Nous sommes ici, dans l’exemple choisi, dans un cas de malaise, puisqu’il s’agit d’un cas français (un journaliste, ou intellectuel, français). Les intellectuels français font comme leurs confrères de l’idéologie atlantiste, ils liquident la logique en s’appuyant sur un virtualisme qu’ils comprennent fort mal, avec le sentiment d’un malaise grandissant (on n’est pas la patrie de Descartes et de l’intelligence universelle pour rien) ; d’où, ils font mal et appliquent les consignes de façon encore plus grossière et cela est encore plus visible.
L’exemple choisi est celui d’un article de Renaud Girard, grand reporter au service étranger du Figaro, publié le 25 octobre 2006 sous le titre «Le monde entre dans l'ère dangereuse de l'impuissance américaine».
Nous n’avons rien contre Renaud Girard, vraiment rien — au contraire, puisque nous lui trouvons la vertu de la maladresse dans sa tentative de conclure que la vertu occidentaliste et américaniste a raison contre les faits.

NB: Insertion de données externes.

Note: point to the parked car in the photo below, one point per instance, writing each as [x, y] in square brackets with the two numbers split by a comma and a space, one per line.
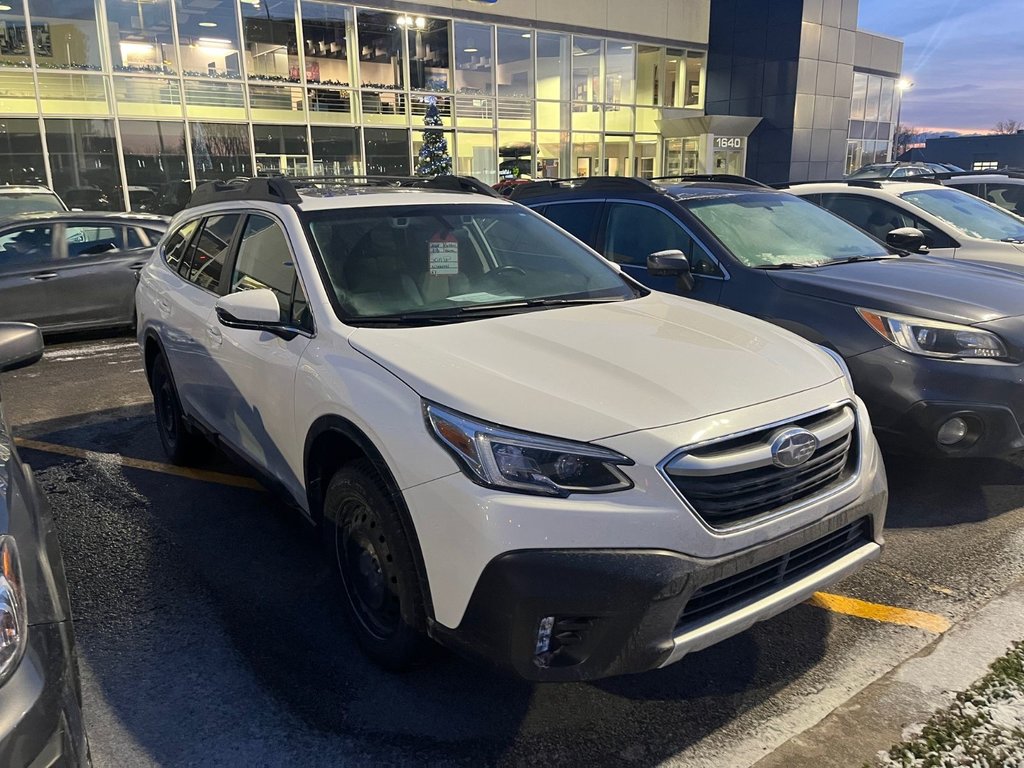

Il se trouve que son article est simple, bien argumenté, et qu’il se termine par une conclusion complètement folle (une phrase suffit, la dernière), qui montre le processus que nous voulons définir. C’est un hommage à la lucidité rentrée de l’auteur que nous faisons ici : la grossièreté de la contradiction mesure le malaise où il se trouve de devoir conclure le contraire de tout ce que son juste raisonnement appelle. Son malaise mesure la révolte potentielle de la logique contrainte à dire le contraire de ce qu’elle induit, à conclure le contraire de ce qu’elle dit.
En gros, et même en détails, que nous dit Girard?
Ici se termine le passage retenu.